【要約と感想】Laura Lepri『書物の夢、印刷の旅』

【要約】ルネサンス期イタリア文化人たちの華麗な日常。黎明期の印刷出版の具体的なあり方。

■確認したかったことで、期待通り書いてあったこと=ラテン語から俗語へと切り替わる際のダイナミックな動きと具体的な問題点。たとえばイタリアにも数々の方言があったわけだが、そこから標準語としてのイタリア語なるものがどのように立ち上がってきたか。イタリアの場合は、既にルネサンス期に意識的な俗語論というものが存在していた。しかし一方で、何を標準語とするかという合意は当然できていなかった。標準語が確立するためには、やはり意識的に俗語を彫琢した権威ある書物が印刷出版されて広く流通する必要がある。イタリア語の場合は、カスティリオーネ『宮廷人』がその役割を果たすようだ。さらに言えば、校正者の果たした役割が極めて大きかった事実が興味深い。印刷術の普及に伴って権威ある俗語が確立していく過程は、ナショナリズムの成立を考える上でも重要。

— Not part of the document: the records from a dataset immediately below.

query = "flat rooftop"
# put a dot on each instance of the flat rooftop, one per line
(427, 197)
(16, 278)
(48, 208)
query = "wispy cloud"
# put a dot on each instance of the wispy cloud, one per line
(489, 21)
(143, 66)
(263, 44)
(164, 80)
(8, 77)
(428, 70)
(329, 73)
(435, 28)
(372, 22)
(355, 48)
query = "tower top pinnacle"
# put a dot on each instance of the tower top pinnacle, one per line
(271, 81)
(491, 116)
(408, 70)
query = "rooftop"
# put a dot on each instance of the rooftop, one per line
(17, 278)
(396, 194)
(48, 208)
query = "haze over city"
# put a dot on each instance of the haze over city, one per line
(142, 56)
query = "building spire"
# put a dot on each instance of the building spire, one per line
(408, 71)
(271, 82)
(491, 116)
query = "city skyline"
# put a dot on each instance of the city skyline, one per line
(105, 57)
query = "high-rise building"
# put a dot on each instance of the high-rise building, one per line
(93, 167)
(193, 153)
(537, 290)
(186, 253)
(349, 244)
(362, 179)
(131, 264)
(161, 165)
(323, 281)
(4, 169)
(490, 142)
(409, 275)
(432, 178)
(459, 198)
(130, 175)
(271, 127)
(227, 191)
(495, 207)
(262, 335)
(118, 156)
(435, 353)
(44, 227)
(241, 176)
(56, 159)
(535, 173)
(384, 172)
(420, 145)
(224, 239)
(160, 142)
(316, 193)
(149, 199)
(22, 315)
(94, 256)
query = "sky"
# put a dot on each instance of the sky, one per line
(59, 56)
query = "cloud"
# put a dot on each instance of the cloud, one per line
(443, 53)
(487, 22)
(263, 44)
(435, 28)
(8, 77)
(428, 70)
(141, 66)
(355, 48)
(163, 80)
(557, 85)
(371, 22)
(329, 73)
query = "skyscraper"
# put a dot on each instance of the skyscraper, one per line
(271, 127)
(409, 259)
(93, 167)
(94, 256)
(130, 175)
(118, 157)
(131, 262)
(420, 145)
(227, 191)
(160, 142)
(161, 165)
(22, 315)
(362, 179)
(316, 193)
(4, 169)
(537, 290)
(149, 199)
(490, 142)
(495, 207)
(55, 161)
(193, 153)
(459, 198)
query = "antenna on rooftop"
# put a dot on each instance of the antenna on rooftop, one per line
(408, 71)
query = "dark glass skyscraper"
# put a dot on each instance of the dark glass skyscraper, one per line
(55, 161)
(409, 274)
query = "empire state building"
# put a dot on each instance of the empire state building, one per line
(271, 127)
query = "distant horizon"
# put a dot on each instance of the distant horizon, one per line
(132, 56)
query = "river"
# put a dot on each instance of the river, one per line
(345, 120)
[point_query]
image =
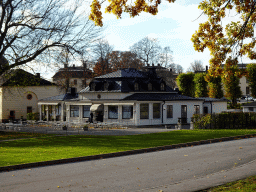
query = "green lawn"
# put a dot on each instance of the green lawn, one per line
(16, 135)
(245, 185)
(51, 148)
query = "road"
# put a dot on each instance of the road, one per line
(184, 169)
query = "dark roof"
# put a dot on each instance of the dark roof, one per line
(159, 97)
(125, 73)
(19, 77)
(249, 104)
(61, 97)
(72, 74)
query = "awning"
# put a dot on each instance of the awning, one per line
(118, 103)
(95, 107)
(48, 103)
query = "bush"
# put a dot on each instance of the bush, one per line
(235, 120)
(32, 116)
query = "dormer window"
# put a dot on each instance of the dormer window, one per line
(162, 87)
(106, 86)
(93, 85)
(150, 86)
(136, 86)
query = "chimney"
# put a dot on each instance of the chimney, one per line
(84, 64)
(72, 91)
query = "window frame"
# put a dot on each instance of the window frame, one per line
(110, 116)
(156, 114)
(196, 109)
(168, 114)
(146, 106)
(86, 110)
(131, 111)
(72, 111)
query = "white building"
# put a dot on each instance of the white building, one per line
(128, 97)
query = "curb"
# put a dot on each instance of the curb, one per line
(122, 153)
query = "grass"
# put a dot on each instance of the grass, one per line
(16, 135)
(52, 148)
(245, 185)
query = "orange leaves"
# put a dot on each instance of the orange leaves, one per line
(117, 7)
(96, 14)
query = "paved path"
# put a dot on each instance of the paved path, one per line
(184, 169)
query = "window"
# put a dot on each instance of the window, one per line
(106, 86)
(169, 111)
(144, 111)
(127, 111)
(86, 111)
(113, 112)
(136, 87)
(162, 87)
(156, 110)
(29, 109)
(247, 90)
(150, 86)
(93, 85)
(205, 110)
(29, 96)
(74, 111)
(196, 109)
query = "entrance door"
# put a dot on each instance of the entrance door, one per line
(12, 115)
(184, 113)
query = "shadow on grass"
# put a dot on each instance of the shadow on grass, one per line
(52, 148)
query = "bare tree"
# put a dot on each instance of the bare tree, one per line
(147, 50)
(197, 65)
(37, 30)
(179, 69)
(102, 51)
(165, 58)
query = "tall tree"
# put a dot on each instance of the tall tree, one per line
(165, 58)
(37, 30)
(147, 50)
(200, 85)
(185, 82)
(179, 69)
(197, 65)
(231, 81)
(102, 51)
(251, 76)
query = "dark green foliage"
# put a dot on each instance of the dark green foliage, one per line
(215, 87)
(225, 121)
(251, 69)
(231, 83)
(200, 85)
(33, 116)
(185, 82)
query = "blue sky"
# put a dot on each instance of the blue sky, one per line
(173, 26)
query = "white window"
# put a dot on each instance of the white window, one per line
(144, 107)
(169, 111)
(74, 111)
(127, 111)
(113, 112)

著者としての自意識の芽生え。海賊版や質の悪い印刷術によって自分の書いたテキストが改変・改悪されることへの嫌悪感がルネサンス期から表明されていた。写本であればおそらくこのような著者としての自意識が生まれることは考えにくい。近代的な自意識が誕生する過程を考えるときに、印刷術がどのようなインパクトを持ったかが具体的にわかる。

ポルノグラフィの影響。印刷術の黎明期から既にポルノまがいの印刷物が出回っていた。それがどの程度のインパクトを持っていたかは本書では分からないが、新しいメディアが普及一般化する際に必然的にポルノまがいの表現が伴うのではないかという疑いは持たせる。しかし特にピエトロ・アレティーノは興味深い人物だ。死因が「笑い死に」だし

【感想】黎明期の印刷術の様相を知ろうと思って読み始めたんだけど、学術的な本というよりも、ノンフィクション時代ものという感じだった。が、だからこそ面白く読めたかも。決定的かつ不可逆的に時代が遷移する境界線上で、それまでにはありえなかった新しい野望を抱いて蠢いていた人々を描くには、主観的な心情記述にも踏み込める本書のような形式のほうが相応しいかもしれない。さすがイタリア人、登場人物の言動と行動がみんないちいちオシャレだし。しかし冒頭に記された「日本の読者へ」という著者のメッセージが、いちばんオシャレだったかも。